# Technical trading for beginner



## Julia (19 September 2005)

I've always been a longterm buy and hold investor and based decisions on fundamentals.

Would like to start learning something about technical analysis and would very much appreciate any advice about where to start.  I've read what the ASX website has to offer.

Had the hard sell on the phone this afternoon from a representative from Protrader.  Does anyone use this programme?  If so, what is good about it?  Is it suitable for a novice in the field?  If you don't like it, can you say why not.  What sort of thing should I be looking out for?  I will always be inclined towards fundamental analysis but think I should have an understanding of alternative methods of decison making.

I'd be really grateful for any input at all from any of you who obviously are very experienced in TA.

With thanks

Julia


----------



## bvbfan (19 September 2005)

Initially check out sites like Incredible Charts, you can see a lot of technical studies information on the site and use the program.

I however like Freecharts (Pro - costs about $100 for life) the free version does very basic stuff and I started with that available from Spacejock at http://www.spacejock.com/

Sharesmag also did a comparison of various charting packages and should have the info on their site www.sharesmag.com.au


----------



## Julia (20 September 2005)

bvbfan said:
			
		

> Initially check out sites like Incredible Charts, you can see a lot of technical studies information on the site and use the program.
> 
> I however like Freecharts (Pro - costs about $100 for life) the free version does very basic stuff and I started with that available from Spacejock at http://www.spacejock.com/
> 
> Sharesmag also did a comparison of various charting packages and should have the info on their site www.sharesmag.com.au





Hello bvbfan  

Thanks very much.  Will have a look at these.


Cheers
Julia


----------



## GreatPig (20 September 2005)

Julia,

Technical analysis covers a number of areas: chart patterns, indicators, and money management (although the last would apply to FA as well).

Classic chart patterns cover things like trend lines, triangles, flags, and gaps.

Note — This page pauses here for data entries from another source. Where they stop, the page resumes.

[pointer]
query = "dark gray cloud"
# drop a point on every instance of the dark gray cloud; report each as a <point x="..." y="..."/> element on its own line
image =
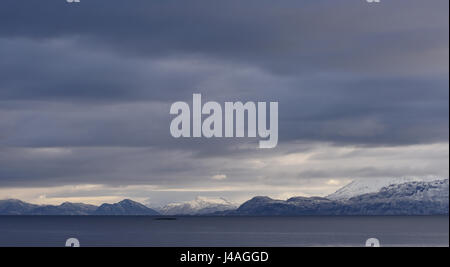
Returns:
<point x="97" y="78"/>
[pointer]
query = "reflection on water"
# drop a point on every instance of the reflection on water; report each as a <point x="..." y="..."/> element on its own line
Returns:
<point x="223" y="231"/>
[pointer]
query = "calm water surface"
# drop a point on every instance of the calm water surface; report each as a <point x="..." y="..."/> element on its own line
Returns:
<point x="223" y="231"/>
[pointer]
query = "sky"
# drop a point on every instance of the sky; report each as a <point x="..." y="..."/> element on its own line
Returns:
<point x="86" y="89"/>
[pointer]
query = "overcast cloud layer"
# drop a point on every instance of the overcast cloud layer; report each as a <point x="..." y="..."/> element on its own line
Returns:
<point x="85" y="91"/>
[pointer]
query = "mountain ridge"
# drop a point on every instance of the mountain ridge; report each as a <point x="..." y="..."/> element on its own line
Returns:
<point x="410" y="198"/>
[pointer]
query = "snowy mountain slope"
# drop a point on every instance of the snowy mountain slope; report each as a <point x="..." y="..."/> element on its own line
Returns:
<point x="372" y="185"/>
<point x="198" y="206"/>
<point x="411" y="198"/>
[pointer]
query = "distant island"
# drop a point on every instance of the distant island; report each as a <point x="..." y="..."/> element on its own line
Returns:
<point x="394" y="198"/>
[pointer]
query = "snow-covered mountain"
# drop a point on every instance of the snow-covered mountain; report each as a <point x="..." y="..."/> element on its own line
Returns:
<point x="198" y="206"/>
<point x="372" y="185"/>
<point x="411" y="198"/>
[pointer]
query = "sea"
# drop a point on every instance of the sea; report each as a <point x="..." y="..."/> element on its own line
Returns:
<point x="154" y="231"/>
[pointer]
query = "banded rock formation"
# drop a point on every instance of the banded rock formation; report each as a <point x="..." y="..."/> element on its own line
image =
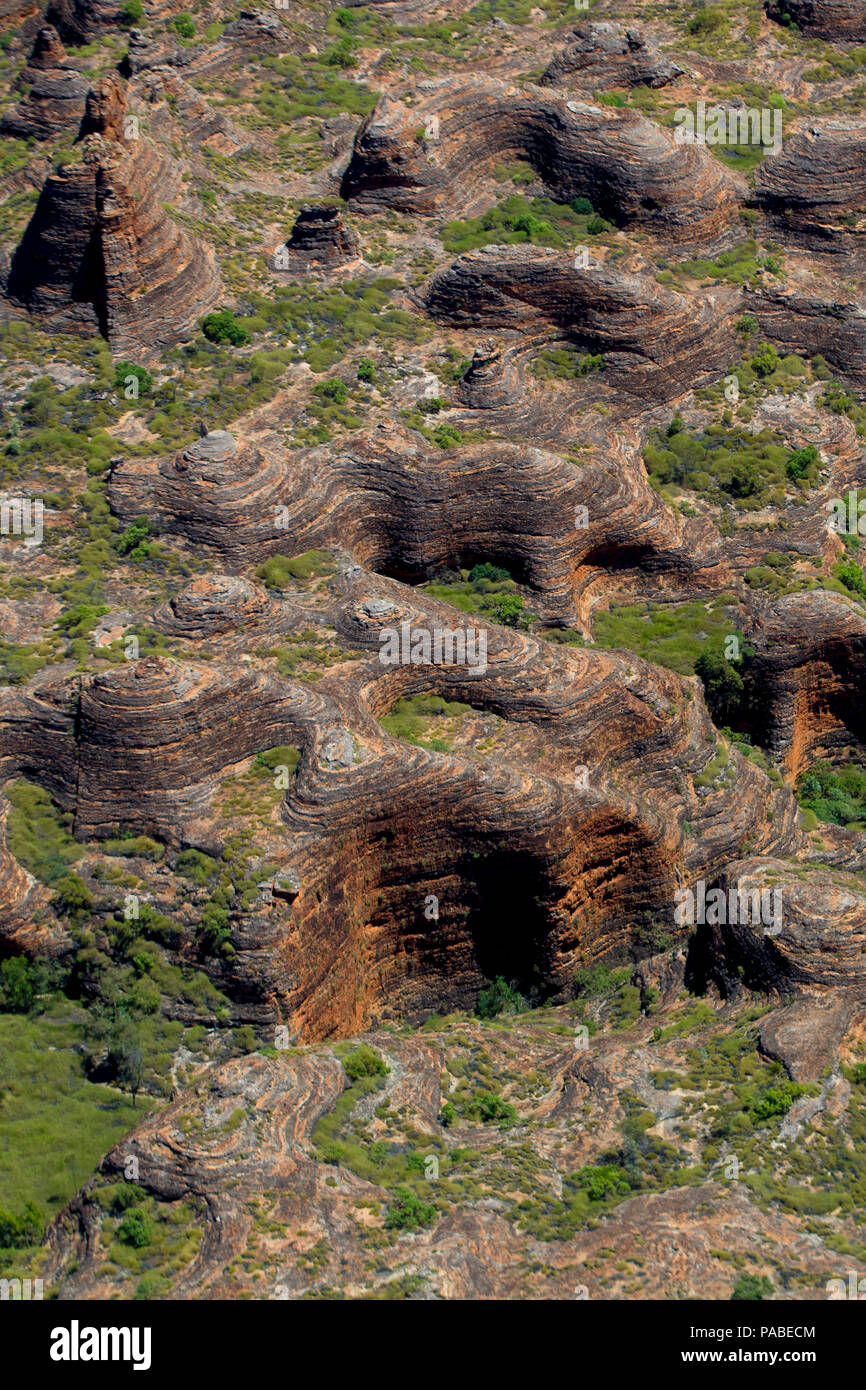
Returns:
<point x="56" y="92"/>
<point x="812" y="323"/>
<point x="102" y="255"/>
<point x="815" y="189"/>
<point x="248" y="1136"/>
<point x="826" y="18"/>
<point x="428" y="157"/>
<point x="806" y="676"/>
<point x="79" y="21"/>
<point x="603" y="56"/>
<point x="402" y="506"/>
<point x="655" y="342"/>
<point x="319" y="241"/>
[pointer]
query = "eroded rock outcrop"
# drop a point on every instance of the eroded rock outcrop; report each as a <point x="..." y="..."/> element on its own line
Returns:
<point x="428" y="157"/>
<point x="319" y="241"/>
<point x="813" y="323"/>
<point x="100" y="252"/>
<point x="79" y="21"/>
<point x="56" y="92"/>
<point x="601" y="54"/>
<point x="652" y="339"/>
<point x="806" y="676"/>
<point x="815" y="188"/>
<point x="826" y="18"/>
<point x="403" y="508"/>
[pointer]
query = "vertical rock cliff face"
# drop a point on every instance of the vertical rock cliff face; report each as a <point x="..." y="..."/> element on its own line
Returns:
<point x="815" y="188"/>
<point x="806" y="677"/>
<point x="56" y="92"/>
<point x="603" y="56"/>
<point x="100" y="253"/>
<point x="320" y="241"/>
<point x="78" y="21"/>
<point x="428" y="157"/>
<point x="826" y="18"/>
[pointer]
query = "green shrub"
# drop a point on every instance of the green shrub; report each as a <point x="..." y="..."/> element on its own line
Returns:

The bible for this stuff is "The Technical Analysis of Stock Trends" by Edwards & Magee. A pretty dry read, not cheap to buy, and based on the US markets of the 1930s-1950s, but I think pretty much compulsory reading.

If you're interested in candlestick charting, with all those wonderful names out of Asian kung-fu movies , there are a number of books on that, one of the best known perhaps being Louise Bedford's book (which I've never read myself).

A lot of the more modern books cover indicators. There are more than 200 widely-known indicators, of which any one person I think would typically only use a few they liked. You can really get carried away with these things, and read all sorts of things into them, but at the end of the day I personally don't think they're all that important, unless perhaps you want to do very short-term trading. I look at a few, but find chart patterns, basic moving averages, and simple stop/loss methods the most useful.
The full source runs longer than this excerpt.